The three galleries and the exhibition all looked well designed with walls with two rows of paintings small and medium sized paintings at a good height - with the eyes moving up or down easily. They are all well lit.

I gather the previous exhibitions had established that larger studio finished artwork is much less likely to do well at an exhibition which is being promoted as being about plein air painting - and the decision was made to go with small and mediums sizes for this one.

I think that was an inspired decision as it results in a very coherent exhibition where the smaller sized works do NOT appear to be filling in the gaps between the larger artworks.

A wall of small and medium sized paintings

Media used: Most of the paintings are in oil. This is not uncommon in terms of media often used by plein air artists and by members of the ROI!

However while they produce a lot of good looking paintings, I'd also like to see more members or associates who are experienced in using other media in a plein air context - such as watercolour or pastels/charcoal or other dry media. Both are perfectly feasible - speaking as somebody who has produced small, medium and large size pastels in a number of overseas countries! :) 

Only two artists are exhibiting watercolours. Only one is exhibiting graphite

Location: The exhibition is being held for the first time in the new RWS Gallery at 3 Whitcomb Street. 

snaffled from the BPBP Facebook Page
- as last night was not a good time to take pics of outside

There is one rectangular gallery on the ground floor and two galleries in the basement space.

The walls are white, the lighting is very impressive  and the overall impression is of beautifully lit artwork in spaces which are neutral but very supportive of the artwork. I've now attended two PVs there and the galleries are very comfortable spaces and it's very easy to view the artwork.

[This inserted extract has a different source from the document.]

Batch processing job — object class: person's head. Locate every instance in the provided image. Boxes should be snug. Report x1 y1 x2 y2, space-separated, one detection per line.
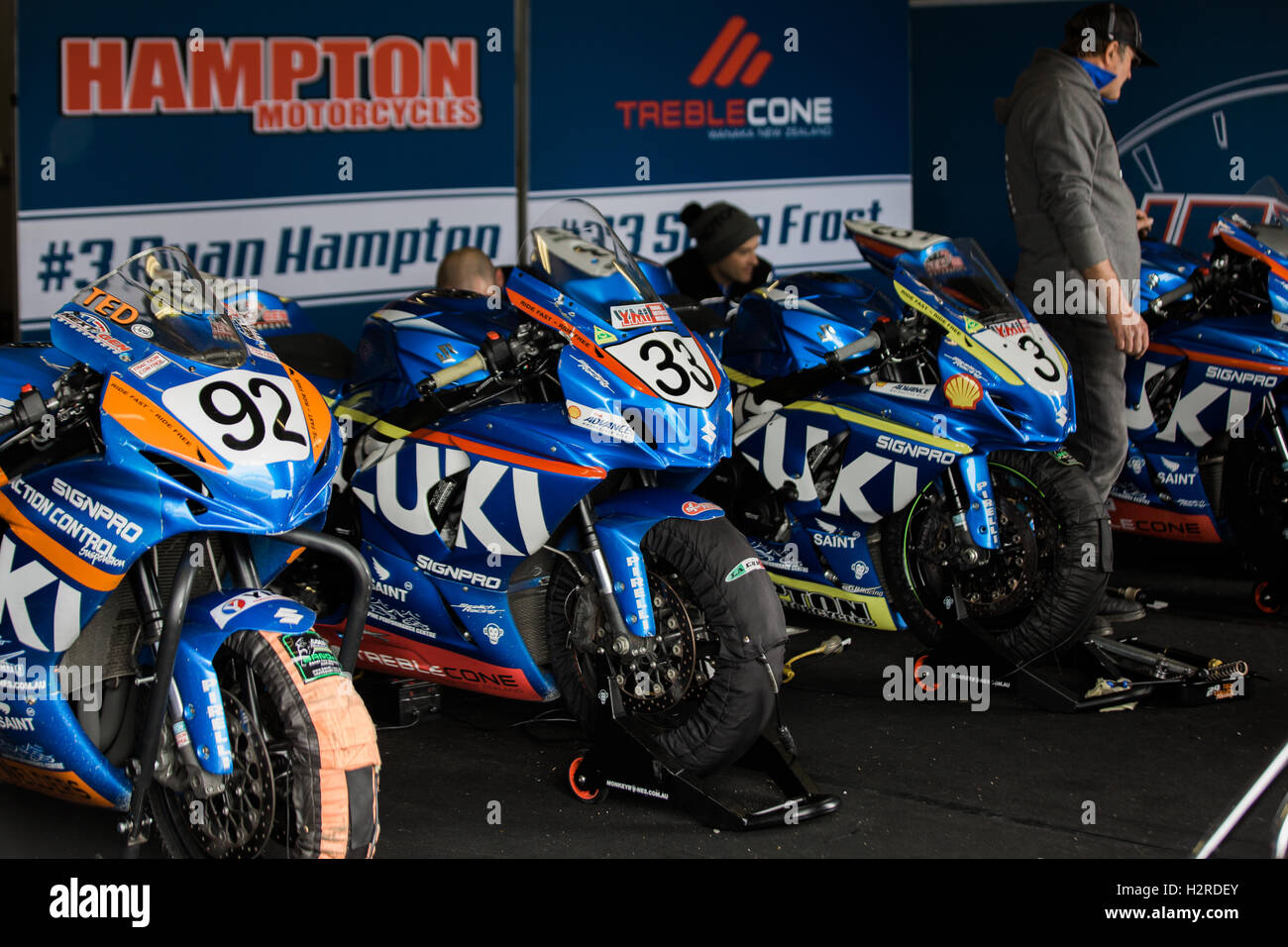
680 201 760 286
1060 4 1158 100
437 246 503 296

The first gallery in the basement

The second gallery in the basement

The Galleries are also very impressive in terms of the support for those who have accessibility issues having both a very efficient lift between ground floor and basement space. That ALWAYS impresses me given my osteoarthritis!

Sales: I saw a lot of artworks with red dots

Interestingly the women seemed to be doing very well on sales. I'd like to highlight Valérie Pirlot and Marie Rose who have both sold six paintings each. I gathered from one of the artists, who had sold a number of paintings, that they had gone online with the artwork in the exhibition a week before the exhibition opened and a number of artworks sold during that week. I'm left wondering if sales are directly linked to artists being an active user of Instagram....?

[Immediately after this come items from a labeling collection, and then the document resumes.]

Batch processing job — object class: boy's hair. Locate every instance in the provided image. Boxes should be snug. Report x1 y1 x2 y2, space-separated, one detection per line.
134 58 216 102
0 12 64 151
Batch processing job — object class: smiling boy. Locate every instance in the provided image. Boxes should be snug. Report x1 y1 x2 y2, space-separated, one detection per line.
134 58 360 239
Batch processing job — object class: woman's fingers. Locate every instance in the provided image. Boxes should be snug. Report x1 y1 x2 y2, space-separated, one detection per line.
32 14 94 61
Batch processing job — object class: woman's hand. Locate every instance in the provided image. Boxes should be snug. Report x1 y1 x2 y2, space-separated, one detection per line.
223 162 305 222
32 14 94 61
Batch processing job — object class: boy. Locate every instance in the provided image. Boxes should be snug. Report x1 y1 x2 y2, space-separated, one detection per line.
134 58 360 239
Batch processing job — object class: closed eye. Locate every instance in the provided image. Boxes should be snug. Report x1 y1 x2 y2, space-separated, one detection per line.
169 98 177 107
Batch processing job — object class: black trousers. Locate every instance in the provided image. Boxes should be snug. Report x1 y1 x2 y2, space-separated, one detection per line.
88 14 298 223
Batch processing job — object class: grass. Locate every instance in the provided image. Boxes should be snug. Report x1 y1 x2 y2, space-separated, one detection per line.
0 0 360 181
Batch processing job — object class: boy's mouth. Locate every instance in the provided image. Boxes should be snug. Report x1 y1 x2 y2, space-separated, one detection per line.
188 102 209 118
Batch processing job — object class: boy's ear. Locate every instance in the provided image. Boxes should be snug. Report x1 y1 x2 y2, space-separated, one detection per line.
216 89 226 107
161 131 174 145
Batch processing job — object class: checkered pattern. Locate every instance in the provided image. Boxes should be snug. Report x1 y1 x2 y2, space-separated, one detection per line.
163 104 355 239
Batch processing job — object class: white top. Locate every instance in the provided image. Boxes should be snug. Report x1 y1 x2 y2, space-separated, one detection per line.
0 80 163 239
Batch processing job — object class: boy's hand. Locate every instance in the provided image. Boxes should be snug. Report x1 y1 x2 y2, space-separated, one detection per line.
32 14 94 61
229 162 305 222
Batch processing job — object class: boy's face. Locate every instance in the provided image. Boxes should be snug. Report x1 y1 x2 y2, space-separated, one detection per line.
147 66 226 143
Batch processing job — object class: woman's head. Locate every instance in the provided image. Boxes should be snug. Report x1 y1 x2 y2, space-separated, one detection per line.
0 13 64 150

Valérie Pirlot - three of the paintings in this photo have sold
she has sold six of her nine paintings in the exhibition
five of which sold online in the presale period
I liked all her paintings!

What most impressed me was that this was the first exhibition I've looked at in a very long time where the emphasis was on smaller and more affordable artwork. 

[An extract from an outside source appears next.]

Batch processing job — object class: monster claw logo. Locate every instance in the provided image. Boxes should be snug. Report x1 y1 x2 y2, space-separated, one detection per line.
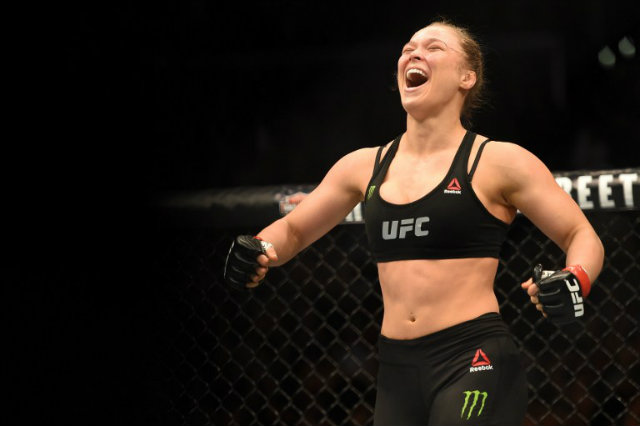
367 185 376 200
460 390 489 420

  • Almost all the artwork is priced at under £1K. 
  • There's only one artist who seems to have failed to "get the memo". 
Some people commented to me at the PV that they found my recent series of posts about affordable art and pricing to sell to be very useful. This was certainly an exhibition which looked as if the main messages had been well and truly absorbed!

Whose artwork I liked

I'm going to highlight the artwork which I liked the best. Which is not to say that any of the others are less good just that my personal preferences responded to these and/or I've seen a lot of their artwork in the past.

In general, I liked those which looked most like genuine plein air artwork.

This is the unsold painting which most tempted me. I have very good taste - it has now sold!

North Pier Sunset by Adam Ralston
oil 39 x 44cm
£450 (SOLD)

I also very much liked these two paintings of London by Adam Ralston - very clear view in a loose painterly way

(top) City of London - oil 44 X 54cm £695
(bottom) Tower Bridge Light - oil 44 x 54cm £695 (SOLD)

I liked both these paintings (below) - by David Pilgrim (top) and Marie Rose (bottom) and was entirely unsurprised to see both had sold.

Overall, for all those who like plein air paintings on their walls, this is a very good exhibition to visit.

There are also demonstrations by member artists all this week. See their website for details.